By avoiding the hand-crafted engineering phases that define ML pipelines, DL transformed the field of end-to-end learning. Deep Neural Networks automatically detect patterns in data and perform admirably in a variety of applications, such as radiology(32,33), dermatology(34), and ophthalmology(35).
AI-based musculoskeletal imaging improved greatly in the previous decade, boosting anatomical structure visualization and automating quantitative assessments. According to current research on AI-based musculoskeletal US(26,30), DL methods may become next-generation diagnostic tools for monitoring the state of joints, bones, cartilage, ligaments, and muscles.

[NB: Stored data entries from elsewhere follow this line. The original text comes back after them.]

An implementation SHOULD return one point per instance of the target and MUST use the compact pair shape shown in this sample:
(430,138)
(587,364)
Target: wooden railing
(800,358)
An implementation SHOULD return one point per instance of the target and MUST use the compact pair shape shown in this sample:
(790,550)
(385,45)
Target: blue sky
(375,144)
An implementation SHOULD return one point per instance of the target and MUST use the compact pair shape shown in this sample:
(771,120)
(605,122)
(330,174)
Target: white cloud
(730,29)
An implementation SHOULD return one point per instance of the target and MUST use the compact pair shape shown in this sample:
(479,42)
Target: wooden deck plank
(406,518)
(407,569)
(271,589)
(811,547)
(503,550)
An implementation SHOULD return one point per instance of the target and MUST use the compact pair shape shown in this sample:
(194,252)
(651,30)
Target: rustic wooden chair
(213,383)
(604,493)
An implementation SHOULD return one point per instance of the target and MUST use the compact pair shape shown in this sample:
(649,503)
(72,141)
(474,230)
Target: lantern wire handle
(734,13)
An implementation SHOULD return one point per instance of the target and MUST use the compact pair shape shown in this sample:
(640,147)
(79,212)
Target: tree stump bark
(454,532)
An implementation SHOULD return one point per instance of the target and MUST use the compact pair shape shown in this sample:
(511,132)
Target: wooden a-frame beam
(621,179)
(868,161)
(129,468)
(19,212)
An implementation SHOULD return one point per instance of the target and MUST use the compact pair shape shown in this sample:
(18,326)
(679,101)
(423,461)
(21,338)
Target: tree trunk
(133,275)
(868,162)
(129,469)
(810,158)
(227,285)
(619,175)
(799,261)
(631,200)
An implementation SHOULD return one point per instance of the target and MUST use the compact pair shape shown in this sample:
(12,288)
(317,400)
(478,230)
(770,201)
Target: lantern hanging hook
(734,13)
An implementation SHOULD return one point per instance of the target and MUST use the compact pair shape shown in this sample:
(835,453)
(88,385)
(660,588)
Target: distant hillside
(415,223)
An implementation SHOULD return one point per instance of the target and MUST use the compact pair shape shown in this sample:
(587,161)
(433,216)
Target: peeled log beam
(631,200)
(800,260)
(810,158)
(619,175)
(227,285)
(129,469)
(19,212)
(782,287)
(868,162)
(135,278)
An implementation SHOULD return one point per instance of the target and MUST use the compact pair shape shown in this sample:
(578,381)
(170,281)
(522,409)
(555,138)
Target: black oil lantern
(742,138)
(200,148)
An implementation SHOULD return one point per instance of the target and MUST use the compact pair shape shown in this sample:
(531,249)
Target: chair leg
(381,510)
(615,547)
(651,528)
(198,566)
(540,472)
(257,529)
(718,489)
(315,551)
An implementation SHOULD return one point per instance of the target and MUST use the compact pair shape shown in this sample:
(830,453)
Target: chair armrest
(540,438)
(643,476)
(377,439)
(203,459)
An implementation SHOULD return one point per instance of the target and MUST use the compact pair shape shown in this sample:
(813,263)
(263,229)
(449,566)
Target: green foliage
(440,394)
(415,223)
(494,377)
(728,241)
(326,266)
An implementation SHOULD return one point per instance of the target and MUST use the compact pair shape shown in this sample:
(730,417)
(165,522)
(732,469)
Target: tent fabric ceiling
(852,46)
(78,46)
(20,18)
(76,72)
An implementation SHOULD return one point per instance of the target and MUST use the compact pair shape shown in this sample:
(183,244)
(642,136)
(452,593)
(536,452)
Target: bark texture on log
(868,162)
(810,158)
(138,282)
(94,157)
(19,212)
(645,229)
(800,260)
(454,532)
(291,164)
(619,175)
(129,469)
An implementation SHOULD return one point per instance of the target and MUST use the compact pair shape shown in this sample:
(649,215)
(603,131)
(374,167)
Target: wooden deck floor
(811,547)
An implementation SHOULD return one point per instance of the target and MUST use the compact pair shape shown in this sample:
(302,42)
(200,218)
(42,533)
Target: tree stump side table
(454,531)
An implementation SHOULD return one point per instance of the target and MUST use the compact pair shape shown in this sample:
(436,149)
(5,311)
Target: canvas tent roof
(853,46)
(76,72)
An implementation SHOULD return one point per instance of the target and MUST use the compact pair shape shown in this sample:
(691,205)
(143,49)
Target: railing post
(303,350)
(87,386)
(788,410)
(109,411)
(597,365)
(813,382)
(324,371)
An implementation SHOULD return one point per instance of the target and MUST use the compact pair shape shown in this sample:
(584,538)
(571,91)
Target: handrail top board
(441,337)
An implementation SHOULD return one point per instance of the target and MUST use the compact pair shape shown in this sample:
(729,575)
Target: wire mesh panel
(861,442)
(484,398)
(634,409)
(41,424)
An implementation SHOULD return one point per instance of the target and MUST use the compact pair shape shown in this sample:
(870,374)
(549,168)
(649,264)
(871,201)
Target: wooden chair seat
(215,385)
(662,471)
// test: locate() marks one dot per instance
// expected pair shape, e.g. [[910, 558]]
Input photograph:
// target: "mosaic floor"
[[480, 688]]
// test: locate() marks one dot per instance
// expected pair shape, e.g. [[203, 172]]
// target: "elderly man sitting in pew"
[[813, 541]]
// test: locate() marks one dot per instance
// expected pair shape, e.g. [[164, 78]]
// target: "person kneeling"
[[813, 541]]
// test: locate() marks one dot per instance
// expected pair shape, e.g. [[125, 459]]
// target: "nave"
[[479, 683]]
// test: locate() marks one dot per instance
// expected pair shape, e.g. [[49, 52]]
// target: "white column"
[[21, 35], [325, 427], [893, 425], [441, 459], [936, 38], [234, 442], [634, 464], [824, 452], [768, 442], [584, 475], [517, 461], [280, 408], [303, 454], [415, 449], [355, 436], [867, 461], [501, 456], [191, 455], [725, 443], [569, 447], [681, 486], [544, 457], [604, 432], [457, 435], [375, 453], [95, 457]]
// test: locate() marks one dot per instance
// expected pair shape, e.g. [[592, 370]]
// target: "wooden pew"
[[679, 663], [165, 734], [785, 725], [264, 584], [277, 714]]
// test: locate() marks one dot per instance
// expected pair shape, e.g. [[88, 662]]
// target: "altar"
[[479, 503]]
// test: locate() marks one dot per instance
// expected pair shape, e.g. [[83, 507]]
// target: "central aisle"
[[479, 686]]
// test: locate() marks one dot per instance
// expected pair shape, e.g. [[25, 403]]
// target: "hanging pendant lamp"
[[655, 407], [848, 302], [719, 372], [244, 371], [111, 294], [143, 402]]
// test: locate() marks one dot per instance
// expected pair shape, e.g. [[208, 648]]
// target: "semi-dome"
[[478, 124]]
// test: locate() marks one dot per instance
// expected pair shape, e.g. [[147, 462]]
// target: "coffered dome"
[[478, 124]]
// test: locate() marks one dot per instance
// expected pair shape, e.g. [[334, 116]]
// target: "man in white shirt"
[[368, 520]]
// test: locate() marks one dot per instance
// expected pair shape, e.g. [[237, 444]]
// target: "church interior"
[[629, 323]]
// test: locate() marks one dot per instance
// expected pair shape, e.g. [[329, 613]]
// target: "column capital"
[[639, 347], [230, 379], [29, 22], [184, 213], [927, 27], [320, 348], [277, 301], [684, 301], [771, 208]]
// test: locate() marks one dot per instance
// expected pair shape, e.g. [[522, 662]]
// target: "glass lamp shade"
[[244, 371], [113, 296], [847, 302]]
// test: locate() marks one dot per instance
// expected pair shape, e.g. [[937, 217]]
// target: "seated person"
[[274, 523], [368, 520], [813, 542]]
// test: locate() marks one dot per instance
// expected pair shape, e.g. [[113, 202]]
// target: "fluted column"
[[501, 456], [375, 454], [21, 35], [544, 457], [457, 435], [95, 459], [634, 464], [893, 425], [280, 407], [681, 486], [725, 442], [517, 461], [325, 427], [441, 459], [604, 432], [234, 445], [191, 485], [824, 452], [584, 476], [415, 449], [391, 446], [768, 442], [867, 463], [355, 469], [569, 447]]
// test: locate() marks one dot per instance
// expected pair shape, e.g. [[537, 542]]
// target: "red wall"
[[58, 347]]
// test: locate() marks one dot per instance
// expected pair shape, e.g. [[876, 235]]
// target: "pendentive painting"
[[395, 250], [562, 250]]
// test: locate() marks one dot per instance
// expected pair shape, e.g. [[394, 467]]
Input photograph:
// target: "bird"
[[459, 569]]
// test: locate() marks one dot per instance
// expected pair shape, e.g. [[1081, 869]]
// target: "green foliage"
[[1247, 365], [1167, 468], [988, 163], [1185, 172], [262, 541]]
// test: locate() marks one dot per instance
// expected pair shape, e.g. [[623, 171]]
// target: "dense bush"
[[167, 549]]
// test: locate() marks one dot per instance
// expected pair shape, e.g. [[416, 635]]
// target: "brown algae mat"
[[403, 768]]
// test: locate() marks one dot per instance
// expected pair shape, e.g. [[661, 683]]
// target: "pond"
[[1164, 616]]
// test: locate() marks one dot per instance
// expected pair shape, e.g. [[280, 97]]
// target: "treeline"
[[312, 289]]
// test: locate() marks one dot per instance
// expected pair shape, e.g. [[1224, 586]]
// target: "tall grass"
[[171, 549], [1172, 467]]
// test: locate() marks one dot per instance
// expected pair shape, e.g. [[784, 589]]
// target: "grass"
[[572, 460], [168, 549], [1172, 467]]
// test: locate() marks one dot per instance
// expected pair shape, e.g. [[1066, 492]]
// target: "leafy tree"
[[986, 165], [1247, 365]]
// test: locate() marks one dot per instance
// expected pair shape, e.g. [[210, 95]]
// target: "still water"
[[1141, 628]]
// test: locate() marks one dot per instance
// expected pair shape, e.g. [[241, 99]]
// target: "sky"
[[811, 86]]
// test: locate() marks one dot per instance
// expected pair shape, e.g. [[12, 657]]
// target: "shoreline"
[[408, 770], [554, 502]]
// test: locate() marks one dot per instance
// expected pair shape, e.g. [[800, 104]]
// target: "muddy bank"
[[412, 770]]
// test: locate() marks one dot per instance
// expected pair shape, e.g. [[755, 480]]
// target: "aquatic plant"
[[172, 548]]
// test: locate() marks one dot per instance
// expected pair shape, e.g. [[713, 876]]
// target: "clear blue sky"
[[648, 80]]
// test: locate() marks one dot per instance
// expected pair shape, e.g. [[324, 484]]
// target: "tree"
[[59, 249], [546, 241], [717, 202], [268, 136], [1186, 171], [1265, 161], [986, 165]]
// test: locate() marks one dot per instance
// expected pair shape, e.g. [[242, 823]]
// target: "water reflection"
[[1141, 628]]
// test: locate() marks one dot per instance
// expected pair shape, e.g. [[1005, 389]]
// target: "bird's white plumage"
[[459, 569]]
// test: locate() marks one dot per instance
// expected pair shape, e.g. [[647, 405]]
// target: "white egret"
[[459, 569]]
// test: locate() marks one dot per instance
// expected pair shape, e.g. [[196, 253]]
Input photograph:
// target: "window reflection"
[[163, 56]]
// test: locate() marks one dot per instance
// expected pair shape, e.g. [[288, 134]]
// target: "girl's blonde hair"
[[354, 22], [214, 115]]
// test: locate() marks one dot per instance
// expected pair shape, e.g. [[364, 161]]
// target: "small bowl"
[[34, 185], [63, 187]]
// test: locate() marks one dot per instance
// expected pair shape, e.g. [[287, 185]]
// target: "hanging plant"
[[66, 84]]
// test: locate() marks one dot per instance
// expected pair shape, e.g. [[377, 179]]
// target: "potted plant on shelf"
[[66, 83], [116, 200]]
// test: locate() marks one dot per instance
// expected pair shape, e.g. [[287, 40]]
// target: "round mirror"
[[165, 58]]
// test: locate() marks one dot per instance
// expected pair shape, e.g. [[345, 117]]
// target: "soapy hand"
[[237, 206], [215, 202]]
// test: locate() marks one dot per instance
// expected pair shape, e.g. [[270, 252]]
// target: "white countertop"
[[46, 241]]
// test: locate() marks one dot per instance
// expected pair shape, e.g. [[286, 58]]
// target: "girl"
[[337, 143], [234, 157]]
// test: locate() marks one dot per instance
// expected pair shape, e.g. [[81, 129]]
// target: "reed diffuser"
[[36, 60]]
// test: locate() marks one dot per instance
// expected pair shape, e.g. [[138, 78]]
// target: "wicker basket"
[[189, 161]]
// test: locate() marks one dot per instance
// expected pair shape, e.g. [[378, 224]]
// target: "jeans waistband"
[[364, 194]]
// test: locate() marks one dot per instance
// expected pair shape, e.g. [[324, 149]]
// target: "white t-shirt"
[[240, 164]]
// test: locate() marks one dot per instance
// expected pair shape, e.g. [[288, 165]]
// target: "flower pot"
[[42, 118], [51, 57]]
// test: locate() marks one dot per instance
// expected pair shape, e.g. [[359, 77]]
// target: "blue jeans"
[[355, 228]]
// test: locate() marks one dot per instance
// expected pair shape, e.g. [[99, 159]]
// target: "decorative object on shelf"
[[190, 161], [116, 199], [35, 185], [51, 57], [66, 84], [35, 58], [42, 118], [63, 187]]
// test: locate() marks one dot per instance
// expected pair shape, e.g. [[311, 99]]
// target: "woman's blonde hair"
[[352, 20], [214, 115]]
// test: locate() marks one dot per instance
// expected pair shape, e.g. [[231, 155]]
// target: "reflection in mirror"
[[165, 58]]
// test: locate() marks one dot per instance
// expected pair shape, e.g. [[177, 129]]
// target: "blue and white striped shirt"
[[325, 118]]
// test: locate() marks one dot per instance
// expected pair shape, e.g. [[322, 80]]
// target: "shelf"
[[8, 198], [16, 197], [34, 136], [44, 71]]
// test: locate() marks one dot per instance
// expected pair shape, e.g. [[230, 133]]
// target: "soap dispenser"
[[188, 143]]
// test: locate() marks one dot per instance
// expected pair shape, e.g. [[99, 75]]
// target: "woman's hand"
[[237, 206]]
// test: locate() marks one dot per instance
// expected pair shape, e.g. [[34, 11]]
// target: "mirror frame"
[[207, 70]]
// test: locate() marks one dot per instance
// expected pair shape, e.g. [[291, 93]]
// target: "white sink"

Only one study in the literature assessed the effectiveness of a deep convolutional neural network (D-CNN)-based artificial intelligence (AI) system for masseter muscle segmentation using ultrasonography (USG) images. In this investigation, Orhan et al.(36) included a total of 195 anonymised US images. U-net, Pyramid Scene Parsing Network (PSPNet), and Fuzzy Petri Net (FPN) architectures were used in the deep learning process. Muscle thickness was measured with the use of US software and manual segmentation. Following automated muscle measurements, a neural network model (CranioCatch, Eskisehir-Turkey) was employed to determine the muscles. The test dataset was used to calculate accuracy, Receiver Operating Characteristic (ROC) area under the curve (AUC), and Precision-Recall Curves (PRC) to compare a human observer with the AI model. AI was statistically compared to manual segmentation and measures (p <0.05). Only two examples of muscles were not recognized by PSPNet, and the AI models detected and segmented all test muscle data for FPN and U-net (false negatives). FPN, PSPNet, and U-net had 0.985, 0.947, and 0.969 accuracy, respectively. Similarly, in our study, the artificial intelligence (AI) deep learning model, U-net, provided the detection and segmentation of all test images, and when the success rate in the estimation of the images was evaluated, the F1, sensitivity and precision results of the model were 1.0, 1.0 and 1.0, respectively.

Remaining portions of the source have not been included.